Observability with Kiali: graphs, metrics, logs, tracing…

Enable Sidecars in all workloads

An Istio sidecar proxy adds a workload into the mesh.

Proxies connect with the control plane and provide Service Mesh functionality.

Automatically providing metrics, logs and traces is a major feature of the sidecar.

In the previous steps we have added a sidecar only in the travel-control namespace’s control workload.

We have added new powerful features but the application is still missing visibility from other workloads.

Missing Sidecars

That control workload provides good visibility of its traffic, but telemetry is partially enabled, as travel-portal and travel-agency workloads don’t have sidecar proxies.

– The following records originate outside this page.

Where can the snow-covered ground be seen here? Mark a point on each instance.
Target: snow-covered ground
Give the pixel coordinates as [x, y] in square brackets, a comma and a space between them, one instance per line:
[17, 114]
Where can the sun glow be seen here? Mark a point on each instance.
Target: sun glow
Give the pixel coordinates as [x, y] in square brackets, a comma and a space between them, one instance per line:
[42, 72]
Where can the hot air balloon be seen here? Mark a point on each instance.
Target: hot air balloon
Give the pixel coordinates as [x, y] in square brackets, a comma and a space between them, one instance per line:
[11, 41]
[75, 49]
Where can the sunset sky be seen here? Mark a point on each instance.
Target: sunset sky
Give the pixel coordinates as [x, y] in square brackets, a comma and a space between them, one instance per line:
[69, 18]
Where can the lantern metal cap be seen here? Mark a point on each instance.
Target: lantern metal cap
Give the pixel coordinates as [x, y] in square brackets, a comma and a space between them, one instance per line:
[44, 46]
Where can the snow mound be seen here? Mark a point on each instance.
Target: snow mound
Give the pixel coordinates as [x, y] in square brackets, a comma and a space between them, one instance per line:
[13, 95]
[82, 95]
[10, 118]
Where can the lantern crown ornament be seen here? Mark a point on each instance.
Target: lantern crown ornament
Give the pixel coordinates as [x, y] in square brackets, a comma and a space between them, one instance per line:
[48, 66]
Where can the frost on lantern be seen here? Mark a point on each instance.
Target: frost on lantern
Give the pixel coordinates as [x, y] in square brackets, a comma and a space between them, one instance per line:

In the First Steps of this tutorial we didn’t inject the sidecar proxies on purpose to show a scenario where only some workloads may have sidecars.

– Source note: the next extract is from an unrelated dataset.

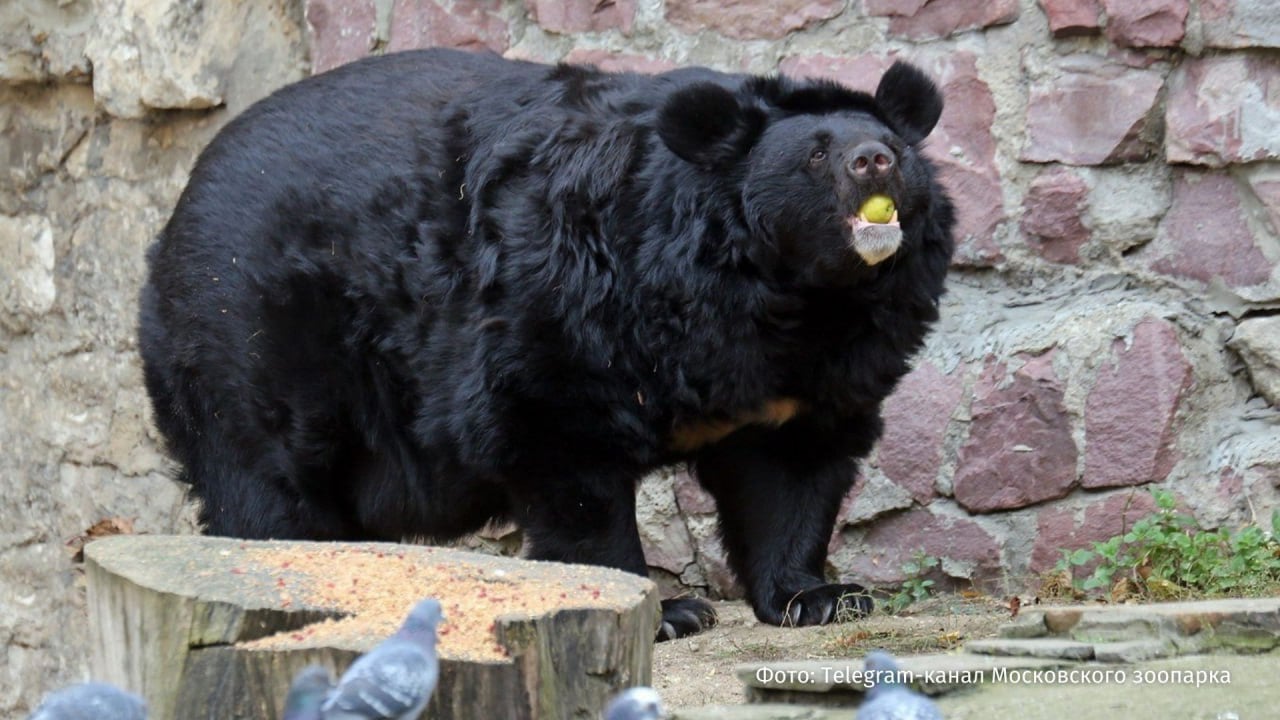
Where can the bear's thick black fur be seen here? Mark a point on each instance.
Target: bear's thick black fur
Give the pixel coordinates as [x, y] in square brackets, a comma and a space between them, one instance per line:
[430, 290]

Typically, Istio users annotate namespaces before the deployment to allow Istio to automatically add the sidecar when the application is rolled out into the cluster. Perform the following commands:

kubectl label namespace travel-agency istio-injection=enabled
kubectl label namespace travel-portal istio-injection=enabled

kubectl rollout restart deploy -n travel-portal
kubectl rollout restart deploy -n travel-agency

Verify that travel-control, travel-portal and travel-agency workloads have sidecars deployed:

Updated Workloads

Updated Telemetry

Graph walkthrough

The graph provides a powerful set of Graph Features to visualize the traffic topology of the service mesh.

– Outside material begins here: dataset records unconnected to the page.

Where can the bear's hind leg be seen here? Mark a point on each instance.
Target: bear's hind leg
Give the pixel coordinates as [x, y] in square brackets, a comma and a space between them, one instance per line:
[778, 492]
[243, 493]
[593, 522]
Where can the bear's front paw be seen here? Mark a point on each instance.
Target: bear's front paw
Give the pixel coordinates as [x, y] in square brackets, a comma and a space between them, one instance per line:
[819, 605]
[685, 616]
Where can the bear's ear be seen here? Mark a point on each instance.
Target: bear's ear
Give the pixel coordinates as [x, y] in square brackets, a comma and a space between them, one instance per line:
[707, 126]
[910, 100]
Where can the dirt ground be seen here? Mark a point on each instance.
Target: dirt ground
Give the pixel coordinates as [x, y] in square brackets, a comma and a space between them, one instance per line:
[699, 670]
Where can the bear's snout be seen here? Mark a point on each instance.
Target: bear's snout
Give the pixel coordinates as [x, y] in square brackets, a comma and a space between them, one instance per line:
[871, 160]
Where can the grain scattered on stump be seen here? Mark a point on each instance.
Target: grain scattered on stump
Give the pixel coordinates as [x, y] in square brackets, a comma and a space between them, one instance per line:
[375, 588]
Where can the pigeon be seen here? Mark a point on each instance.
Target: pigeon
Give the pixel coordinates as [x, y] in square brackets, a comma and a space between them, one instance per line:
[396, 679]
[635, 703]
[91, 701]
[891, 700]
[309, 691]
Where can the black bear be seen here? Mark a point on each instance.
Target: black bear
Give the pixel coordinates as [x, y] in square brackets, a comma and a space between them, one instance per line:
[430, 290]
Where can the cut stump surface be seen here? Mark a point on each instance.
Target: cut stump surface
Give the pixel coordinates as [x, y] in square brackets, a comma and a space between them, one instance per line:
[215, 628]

In this step, we will show how to use the Graph to show relevant information in the context of the Travel Demo application.

Our goal will be to identify the most critical service of the demo application.

Graph Request Distribution

Review the status of the mesh, everything seems healthy, but also note that hotels service has more load compared to other services inlcuded in the travel-agency namespace.

Hotels Normal Trace

Combining telemetry and tracing information will show that there are traces started from a portal that involve multiple services but also other traces that only consume the hotels service.

Hotels Single Trace

Travels Zoom

The graph can focus on an element to study a particular context in detail. Note that a contextual menu is available using right-click, to easily shortcut the navigation to other sections.

Application details

Kiali provides Detail Views to navigate into applications, workloads and services.

These views provide information about the structure, health, metrics, logs, traces and Istio configuration for any application component.

In this tutorial we are going to learn how to use them to examine the main travels application of our example.

Travels Application

An application is an abstract group of workloads and services labeled with the same “application” name.

From Service Mesh perspective this concept is significant as telemetry and tracing signals are mainly grouped by “application” even if multiple workloads are involved.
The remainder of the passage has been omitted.